The Akademi had been criticised for not speaking out against the attacks sooner, with over 40 writers returning their awards to protest the institution's "silence" on the "attacks against dissent".

Akademi president Vishwanath Prasad Tiwari had earlier called the protest "illogical", but accepted a memorandum on Friday from the writers, who held a silent march to the institution's headquarters.

The Akademi then later issued a statement condemning "any atrocity against any writer anywhere in the country in the strongest of words".

It also condemned the killing of rationalist Kalburgi "and other intellectuals and thinkers", and called on "governments at the centre and in the states to take immediate action to bring the culprits to book and to ensure the security of writers now and in the future".

Image copyright AP
Image caption The killing of Mr Kalburgi was one of the main tipping points for the protest against the Sahitya Akademi
Image copyright Outlook Magazine
Image caption Nayantara Seghal has criticised the ruling government for "rising intolerance"

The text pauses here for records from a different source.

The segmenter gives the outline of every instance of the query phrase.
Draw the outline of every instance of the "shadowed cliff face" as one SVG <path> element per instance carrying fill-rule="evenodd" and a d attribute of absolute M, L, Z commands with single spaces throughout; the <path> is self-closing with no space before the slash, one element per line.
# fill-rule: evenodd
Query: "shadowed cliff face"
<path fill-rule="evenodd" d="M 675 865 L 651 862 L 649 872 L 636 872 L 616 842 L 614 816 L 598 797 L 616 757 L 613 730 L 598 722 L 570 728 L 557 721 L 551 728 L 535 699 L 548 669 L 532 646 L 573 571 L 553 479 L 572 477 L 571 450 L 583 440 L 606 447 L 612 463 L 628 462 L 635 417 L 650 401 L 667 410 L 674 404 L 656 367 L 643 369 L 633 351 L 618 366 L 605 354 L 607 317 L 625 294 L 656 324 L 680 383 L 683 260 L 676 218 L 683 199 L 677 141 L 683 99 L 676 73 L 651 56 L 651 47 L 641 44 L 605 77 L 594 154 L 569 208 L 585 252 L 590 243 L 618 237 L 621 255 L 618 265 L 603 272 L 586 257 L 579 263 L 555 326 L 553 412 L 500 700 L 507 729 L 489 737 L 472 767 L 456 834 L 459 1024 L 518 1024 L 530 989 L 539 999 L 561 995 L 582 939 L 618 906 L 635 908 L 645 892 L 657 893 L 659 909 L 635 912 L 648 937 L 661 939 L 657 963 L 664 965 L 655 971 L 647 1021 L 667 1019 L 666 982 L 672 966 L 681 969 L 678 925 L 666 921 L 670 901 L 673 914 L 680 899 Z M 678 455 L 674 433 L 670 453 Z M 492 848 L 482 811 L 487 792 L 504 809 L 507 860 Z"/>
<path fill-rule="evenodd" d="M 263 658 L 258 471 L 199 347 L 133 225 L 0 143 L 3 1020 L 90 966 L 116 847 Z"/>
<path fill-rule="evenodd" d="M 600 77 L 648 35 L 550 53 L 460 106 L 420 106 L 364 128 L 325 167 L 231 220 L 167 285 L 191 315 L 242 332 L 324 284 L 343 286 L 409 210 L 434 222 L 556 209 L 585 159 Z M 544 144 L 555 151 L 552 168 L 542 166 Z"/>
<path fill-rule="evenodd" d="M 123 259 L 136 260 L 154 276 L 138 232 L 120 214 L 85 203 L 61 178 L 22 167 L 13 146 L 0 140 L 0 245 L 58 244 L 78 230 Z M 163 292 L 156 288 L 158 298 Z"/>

Speaking to the BBC, Githa Hariharan of the Indian Cultural Forum, made up of a number of writers who returned their awards, said that the Akademi statement was welcome although "late".

However she said that the issues that had prompted the protests in the first place remained a matter of concern for writers.

"The silence of the Sahitya Akademi was a tipping point for the pain and anguish felt by many of us who are struggling to recognise the India we grew up in. It became a symbol for our frustrations. But now it's time to move on to to addressing these larger issues as well," she said.

The writers' protest was seen as unprecedented in India.

Some of the writers who returned their awards included two of India's most highly respected writers, Nayantara Sahgal, and Krishna Sobti. Other writers like Shashi Deshpande, K Satchidanandan and PK Parakkadavu also returned awards and resigned from the Akademi's councils.